BELIZE CITY, Wed. May 5, 2021– The Government of Belize and the Joint Unions Negotiation Team have resumed negotiations after almost a month of bucking heads.
During that time the budget for this fiscal year, 2021/2022 was passed, effectively finalizing the 10% salary cuts, and the Joint Unions, starting with the Belize National Teachers Union (BNTU), have since engaged in all-out strike action against the Briceño administration.
While recommencement of negotiations may prompt a sigh of relief for some, union leaders remained cautious and on defense as they entered the negotiation room on Tuesday at the House of Culture.
The meeting, which started in the early afternoon, went on for about 6 hours, up until 7:00 p.m. A lot was on the table to be discussed, including a list of 11 demands published by the Joint Unions before the meeting.
BNTU president Elena Smith told the media, “We have said before, the ball is in the court of the government; it is up to them. We have met with them, we have not gotten to an agreeable position; we have taken industrial action. PSU is out today, and we will continue with those actions. It is left to them, you know. Whatever they decided to do today, or if it is that we will have to have more than one meeting to finalize these discussions, then fine, we will do that, but it is up to them.”
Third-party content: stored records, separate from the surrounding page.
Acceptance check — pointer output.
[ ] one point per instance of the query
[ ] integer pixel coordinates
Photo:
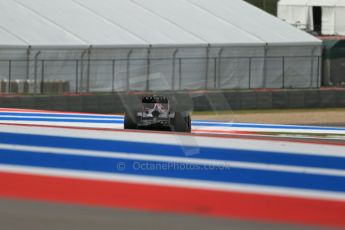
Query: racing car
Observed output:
(156, 114)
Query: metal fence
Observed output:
(55, 76)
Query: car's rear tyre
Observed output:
(130, 120)
(182, 122)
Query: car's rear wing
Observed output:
(155, 99)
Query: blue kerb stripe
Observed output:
(175, 150)
(228, 175)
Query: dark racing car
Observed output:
(156, 114)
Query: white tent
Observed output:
(303, 14)
(102, 45)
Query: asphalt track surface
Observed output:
(61, 171)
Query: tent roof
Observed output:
(118, 23)
(313, 2)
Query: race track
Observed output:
(222, 170)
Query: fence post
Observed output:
(42, 77)
(28, 52)
(35, 71)
(148, 69)
(215, 74)
(9, 76)
(207, 67)
(76, 75)
(88, 69)
(318, 72)
(173, 70)
(250, 73)
(128, 68)
(219, 67)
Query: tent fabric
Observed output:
(121, 45)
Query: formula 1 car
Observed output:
(156, 114)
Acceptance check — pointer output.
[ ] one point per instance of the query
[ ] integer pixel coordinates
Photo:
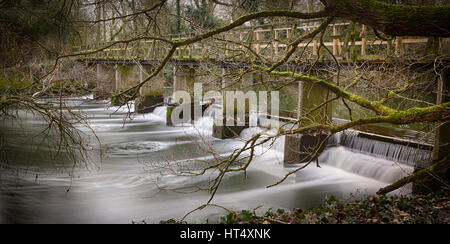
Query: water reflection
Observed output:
(127, 188)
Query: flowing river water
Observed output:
(133, 181)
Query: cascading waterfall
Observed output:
(392, 151)
(124, 188)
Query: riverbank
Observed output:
(430, 209)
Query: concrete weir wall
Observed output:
(300, 148)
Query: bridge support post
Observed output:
(225, 131)
(105, 81)
(183, 80)
(441, 144)
(299, 148)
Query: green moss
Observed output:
(153, 94)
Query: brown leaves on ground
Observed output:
(431, 209)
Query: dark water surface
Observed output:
(126, 186)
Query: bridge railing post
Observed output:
(363, 40)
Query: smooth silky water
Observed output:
(131, 182)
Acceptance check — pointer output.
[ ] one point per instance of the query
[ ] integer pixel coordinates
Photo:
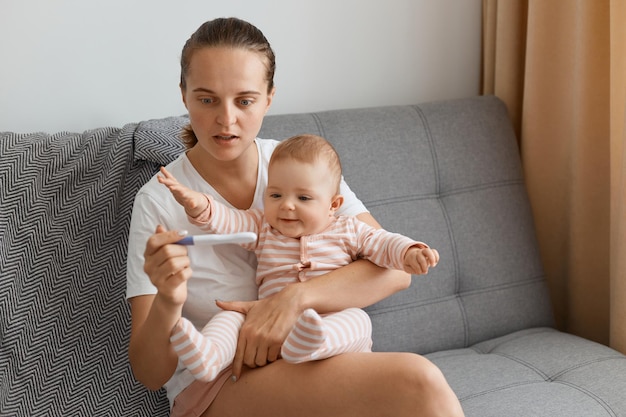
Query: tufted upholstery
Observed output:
(447, 173)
The president of the Association of Public Service Senior Managers (APSSM), Sharon Fraser, has also commented that the government has a clear understanding of what the unions are demanding, since their position has not changed.
“We have been consistent, and from the very start of these talks, whether you want to refer to it as consultations [of] the Government, we always thought it was a negotiation, but we have been consistent; we have not changed our position; it has been the same thing from day one. When they met with us separately, and when they met with us jointly.” Fraser said.
While there is still debate about the nature of the previous talks between GOB and the unions— whether they were consultations or negotiations, Gerald Henry, president of the PSU, has remarked that the new bout of discussions have felt like a negotiation, as opposed to the government’s side simply carrying out a rubber-stamp consultation because it was obliged to do so.
During an interview with local media he said, “We are hoping that we could have some meaningful discussion going forward, with the hope that it will continue to be a negotiation, or that it will be a full-fledged negotiation. Because we want to try to end this impasse as well, as quickly as possible.”
Henry could not share any details about what was discussed during Tuesday’s meeting, since the talks are still ongoing. The Joint Unions have gone to their membership with the details of what was discussed in the first meeting and will return to the negotiation table with their response on Thursday at 10 a.m. to present their position.